If you’d like to avoid interrogations altogether, focus on being helpful. Keep your hands busy. Dice the hundred carrots for the hundred-carrot stuffing. Tug one end of the dining room table so the leaf can slide in. Not only will no one notice you don’t have a drink in your hand, it will also be easier to deflect topics and questions that might make you forget you don’t drink. Let’s practice:
YOUR MOM: “You know, they say if you don’t lose the baby weight in the first two years you probably never will.”
YOU: “Did you know that carrots were originally grown as medicine, not food?”
YOUR COUSIN: “I saw online where instead of pardoning a turkey, Barry Hussein Obummer bites its head off and sends it to ISIS as a loyalty offering.”
YOU: “Remind me — is this table maple, or walnut?
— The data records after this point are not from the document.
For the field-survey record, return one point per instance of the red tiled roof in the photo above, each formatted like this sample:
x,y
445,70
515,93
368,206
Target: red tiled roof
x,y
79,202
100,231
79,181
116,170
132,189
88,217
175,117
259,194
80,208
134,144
I would like to know its entire history, if anyone can fill me in!”
Also, if possible, bring another sober person with you for silent support. Ideally someone you know or have at least met before — you are legally allowed to guilt your spouse or partner into being this person, if only for the day. But if you have to make an emergency run to your hometown mall to stand in the food court and scream “Paging Bill W.! Paging Bill fucking W.!” and then beg whoever shows up to spend six hours with your blood relatives, then hey. Your life matters. (Or I suppose you could look online for an Alkathon, the 24-hour meeting-cum-sober-party offered by many local AA groups on major drinking holidays.) Either option is also an excuse for getting out of the house for a while, just in case you’ve regressed to your teenage self and need to step away and remember who you really are. Which is, among many other things, someone who doesn’t drink.
And when it’s all over, which I promise at some point it will be, do something nice for yourself. You did something that I also promise will get much, much easier, but that right now is really hard. You deserve thanks.